Strongly Recommend this gem for random records, which is specially designed for table with lots of data rows:
https://github.com/haopingfan/quick_random_records
All other answers perform badly with large database, except this gem:
quick_random_records only cost 4.6ms totally.
the accepted answer User.order('RAND()').limit(10) cost 733.0ms.
the offset approach cost 245.4ms totally.
the User.all.sample(10) approach cost 573.4ms.
Note: My table only has 120,000 users. The more records you have, the more enormous the difference of performance will be.
UPDATE:
Perform on table with 550,000 rows
Model.where(id: Model.pluck(:id).sample(10)) cost 1384.0ms
gem: quick_random_records only cost 6.4ms totally
For MYSQL this worked for me:
User.order("RAND()").limit(10)
You could call .sample on the records, like: User.all.sample(10)
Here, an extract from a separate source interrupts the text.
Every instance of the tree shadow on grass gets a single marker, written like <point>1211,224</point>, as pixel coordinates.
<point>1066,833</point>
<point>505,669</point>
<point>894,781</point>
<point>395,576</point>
The answer of #maurimiranda User.offset(rand(User.count)).first is not good in case we need get 10 random records because User.offset(rand(User.count) - 10).limit(10) will return a sequence of 10 records from the random position, they are not "total randomly", right? So we need to call that function 10 times to get 10 "total randomly".
Beside that, offset is also not good if the random function return a high value. If your query looks like offset: 10000 and limit: 20 , it is generating 10,020 rows and throwing away the first 10,000 of them,
which is very expensive. So call 10 times offset.limit is not efficient.
So i thought that in case we just want to get one random user then User.offset(rand(User.count)).first maybe better (at least we can improve by caching User.count).
But if we want 10 random users or more then User.order("RAND()").limit(10) should be better.
Here's a quick solution.. currently using it with over 1.5 million records and getting decent performance. The best solution would be to cache one or more random record sets, and then refresh them with a background worker at a desired interval.
Created random_records_helper.rb file:
module RandomRecordsHelper
def random_user_ids(n)
user_ids = []
user_count = User.count
n.times{user_ids << rand(1..user_count)}
return user_ids
end
in the controller:
#users = User.where(id: random_user_ids(10))
This is much quicker than the .order("RANDOM()").limit(10) method - I went from a 13 sec load time down to 500ms.